Responsible recycling: Where do B.C’s collected materials go?

Less than one per cent of residential plastics that are recycled are sent overseas, according to Recycle B.C. The rest is dealt with locally.

As Canada deals with the backlash from shipping containers full of its garbage and contaminated plastic languishing in the Philippines and Malaysia, B.C.’s residential recycling organization says its materials are being dealt with responsibly.

“We have a really good system in B.C., and it’s important for people to know that we do have really good end markets, and to have faith in the recycling system,” said David Lefebvre, spokesperson for Recycle B.C.

Five years ago, B.C. adopted a recycling model in which producers of products that sell items with packaging and paper in the province are required to deal with those materials. Businesses pay fees based on the amount of packaging and paper they supply to offset the costs of collecting, processing and recycling.

Recycle B.C. is a non-profit organization, and manages the program on behalf of producers. According to its annual report, in 2017 it collected and recycled 181,514 tonnes of materials. Just over 4,500 tonnes of materials were turned into an alternative fuel but about 11,500 tonnes of materials ended up in the trash because they were contaminated.

A large pile of plastic milk jugs is sorted inside Urban Impact recycling depot in New Westminster. Urban Impact deals with milk jugs, yogurt containers, butter tubs, glass and tin cans coming from Delta, Coquitlam and Langley. Arlen Redekop / Vancouver Sun


The vast majority of plastic (containers, bags and overwrap) is processed in Metro Vancouver and turned into pellets and flakes that are sold to the plastics industry. However, some of the white foam packaging that is recycled is sent to a company in Malaysia that breaks it down and sends the processed material to its facility in China, which turns it into picture frames.

Lefebvre said Recycle B.C. has visited the manufacturing facility in China to make sure the materials are being managed responsibly.

“It’s an extremely small amount — less than one per cent of the total plastic collected goes overseas,” Lefebvre said.

“We’re also starting to shift to an end market in Metro Vancouver as well for that white foam.”

Lefebvre was unable to say what volume or weight of foam is sent overseas.

Glass from B.C. households is shipped to Abbotsford to be processed into new bottles, and to Quesnel, where it is made into sandblast materials.

Metal containers are sold to markets in B.C., Ontario and the U.S., where they can be made into new packaging or sheet metal.

Paper is sold to companies in B.C. and the U.S., as well as overseas. B.C. used to send most of its paper to China, however starting Jan. 1, 2018, the country banned some imports of waste, including plastic and paper.

Although the change has made it more difficult to sell recyclable materials overseas, Lefebvre said the province has one of the lowest contamination rates in North America and has been able to find markets in India, Indonesia, Vietnam, South Korea and Taiwan.

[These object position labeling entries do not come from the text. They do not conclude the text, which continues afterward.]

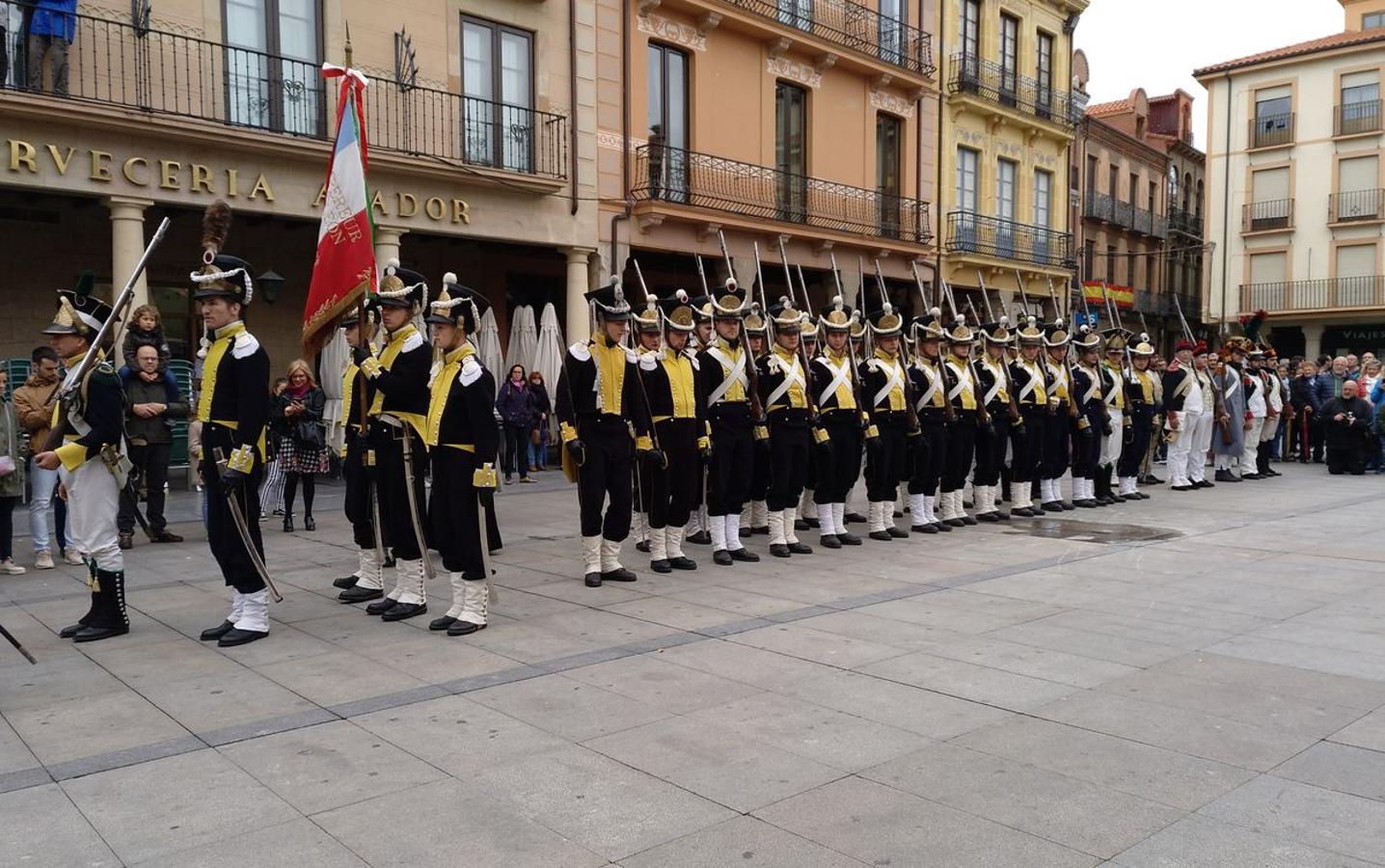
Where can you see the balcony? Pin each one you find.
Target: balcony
(849, 25)
(1315, 295)
(1274, 215)
(1356, 206)
(972, 232)
(154, 72)
(699, 180)
(993, 83)
(1271, 130)
(1356, 118)
(1184, 222)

“Despite those shifting markets, Recycle B.C. has been able to ensure that all of the materials collected are being recycled,” said Lefebvre.

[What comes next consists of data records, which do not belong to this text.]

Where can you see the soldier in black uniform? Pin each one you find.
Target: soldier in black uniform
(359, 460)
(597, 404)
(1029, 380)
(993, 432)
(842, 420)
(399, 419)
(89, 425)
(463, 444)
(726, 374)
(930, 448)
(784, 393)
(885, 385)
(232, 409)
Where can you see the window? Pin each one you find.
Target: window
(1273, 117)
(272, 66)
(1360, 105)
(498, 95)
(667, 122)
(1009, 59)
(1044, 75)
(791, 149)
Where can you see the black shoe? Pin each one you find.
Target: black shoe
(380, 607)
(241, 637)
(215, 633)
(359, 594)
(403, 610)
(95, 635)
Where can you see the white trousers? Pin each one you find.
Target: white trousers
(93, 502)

Greenpeace Canada plastics campaigner Laura Yates said she has concerns about what happens to materials, particularly plastic, in the province’s recycling stream.

“It makes sense that Recycle B.C. is taking steps to make sure that B.C.’s residential plastic waste is not being handled irresponsibly, but I’m skeptical they have 100-per-cent oversight and I believe there are probably things that fall through the cracks,” she said.

Yates pointed out that recyclables don’t have to be shipped overseas to be mishandled — it could be a matter of materials ending up in the landfill instead of being recycled.

Other materials that are collected as part of extended producer responsibility programs — batteries, paint, electronics, beverage containers, oil — are recycled according to stewardship plans that are submitted to the provincial government.

When it comes to materials collected from commercial or industrial sources, it’s harder to track how much is recycled and where it goes because the work is done by private companies.

“The commercial side of things is very proprietary, it’s hard to get numbers. They treat that information with a lot of protection because it has to do with their business models and such,” said Brock Macdonald, CEO of the Recycling Council of B.C.

However, in speaking with people in the industry, Macdonald has heard that the amount of material recycled through commercial and industrial companies could be more than what is recycled from households.

“It’s not an insignificant amount,” Macdonald said.


In the past, the council has advocated for commercial and industrial materials to be included in the provincial recycling regulation, which would provide for greater oversight and create efficiencies. Macdonald said it will continue to push for that inclusion.

“It’s not just the Recycling Council of B.C, board that’s talking about this, it’s our members in multiple sectors — government and private sector and non-profit — that are discussing that as being an inevitability,” Macdonald said.

“It’s the case in Europe … it’s not like it hasn’t been done before.”